December 16, 2016
TSG IntelBrief: The Conviction of an American Terrorist
On December 15, eighteen months after the domestic terror attack at the Emanuel African Methodist Episcopal Church in Charleston, South Carolina that killed 9 worshippers, a federal jury found the defendant guilty on all 33 charges. The defendant, now-convicted racist mass murderer Dylann Roof, will face a sentencing phase in January to determine if he will receive life imprisonment or the death penalty. He also faces state charges stemming from the same crime. The difference between the effective civilian federal trial in what was one of the worst domestic terrorism cases of recent years and the military commissions at Guantanamo Bay related to the September 11, 2001 terror attacks could not be greater.

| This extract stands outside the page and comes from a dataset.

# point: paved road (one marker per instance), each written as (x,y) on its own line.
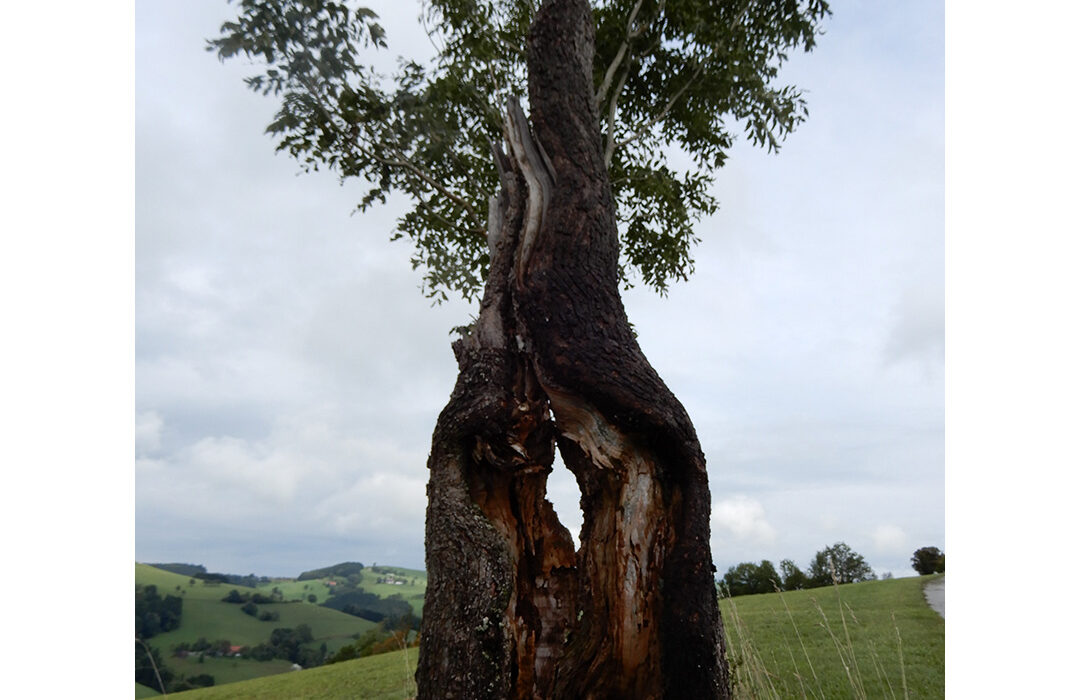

In the fifteen years since the September 11 attacks, U.S. civilian courts have successfully prosecuted hundreds of terror and hate crime cases, while the trials in Guantanamo are nowhere near resolution.
Since the rise of the so-called Islamic State in the summer of 2014, there has been an understandable focus on the online propaganda the group has produced. The Islamic State has utilized a propaganda strategy centered on crowdsourcing its messaging, often spreading false yet compelling narratives created by supporters, which has amplified the group’s attempts at a deadly form of branding. Over the past several years, a similar form of polished and ubiquitous messaging has been generated by domestic hate and extremist groups in the U.S. The parallels between Dylann Roof’s white supremacist terrorism and the terrorism of groups like the Islamic State and al-Qaeda are as troubling as they are ignored by the American media.

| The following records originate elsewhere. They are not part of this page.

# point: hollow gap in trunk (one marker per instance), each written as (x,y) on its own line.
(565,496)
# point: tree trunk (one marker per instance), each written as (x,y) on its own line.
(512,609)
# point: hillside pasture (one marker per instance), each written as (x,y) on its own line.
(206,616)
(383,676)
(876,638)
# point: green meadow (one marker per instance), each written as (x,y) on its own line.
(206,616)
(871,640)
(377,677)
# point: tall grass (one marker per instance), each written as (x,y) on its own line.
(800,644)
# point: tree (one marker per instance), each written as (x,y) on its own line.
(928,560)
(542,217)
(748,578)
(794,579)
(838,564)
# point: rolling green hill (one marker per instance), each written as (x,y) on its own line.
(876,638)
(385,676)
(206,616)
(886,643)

Whenever there is an attack by someone of Middle Eastern descent—U.S. citizenship notwithstanding—the national debate immediately becomes one of inspiration versus direct affiliation, as investigators work to determine how the suspect was radicalized and whether he identified or conspired with a known extremist group. Dylann Roof stated he used the Internet to fuel his radicalization towards violent extremism, though instead of visiting Islamic State forums to read about a non-existent ‘clash of civilizations’, he visited white supremacist websites and read white supremacist propaganda about a non-existent ‘race war’. Instead of obsessing and then killing in the name of an ultraconservative Islamist-only caliphate, Roof agitated and then murdered in the name of a white-only national homeland. Instead of waving the black flag of the Islamic State, he photographed himself carrying a gun and the confederate battle flag; investigators also found a white KKK hood in his house.
After the Charleston shootings, investigators worked diligently to determine if there were others involved. Yet the national debate over how Roof was radicalized and by who was nowhere near the level of the debate following the terror attacks in San Bernardino and Orlando. Dylann Roof himself stated clearly and repeatedly his racist motivations for the attack—more so than the killers in the aforementioned Islamic State-inspired attacks. The clear double standard of what acts are labeled terrorism and how the public reacts to them stems from a focus on threats deemed to be foreign, at the expense of similar—and possibly greater—threats far closer to home.